36 The Hidden World of the Fox; Adele Brand - A really charming look at the fox from an ecologist who has studied them around the world. Much of it takes place in the UK, where urban foxes take on a similar ecological niche that raccoons famously do where I live, in Toronto. 
37 S; Doug Dorst & JJ Abrams - This is a real mindfuck of a book, consisting of a faux-old novel, with marginalia added by two students which follows its own narrative. A difficult read not because of the density of prose, but the sheer logistics involved: read the page, then the marginalia? Read the marginalia interspersed with the novel text? Go back chapter by chapter? I’m not sure that either story was worth the trouble, in the end. 
38 American War; Omar El Akkad - This is not exclusively, but partially a climate-based speculative novel, or, grossly, cli-fi for short. Ugh, what a term! But this book is a really tight, and realistic look at the results of a fossil-fuels-based second US Civil War. 
39 Antisocial: Online Extremists, Techno-Utopians, and the Hijacking of the American Conversation; Andrew Marantz - This is the guy you’ll hear on every NPR story talking about his semi-embedding within the Extremely Online alt-right. Most of the figures he profiles come off basically how you’d expect, I found his conclusions about the ways these groups have chosen to use online media tools to achieve their ends the most illuminating part. 

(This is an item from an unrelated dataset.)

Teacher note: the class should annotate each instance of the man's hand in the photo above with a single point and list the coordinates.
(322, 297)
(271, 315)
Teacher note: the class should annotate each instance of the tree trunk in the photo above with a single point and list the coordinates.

40 Wilding: The Return of Nature to a British Farm; Isabella Tree - This is the story of a long process of transitioning a rural acreage (more of an estate than a farm, this is aristocratic shit) from intensive agriculture to something closer to wild land. There are long passages where Tree (ahem) simply lists species which have come back, which I’m sure is fascinating if you are from the area, but I tended to glaze over a bit. Experts from around the UK and other European nations weigh in on how best to rewild the space, which places the project in a wider context.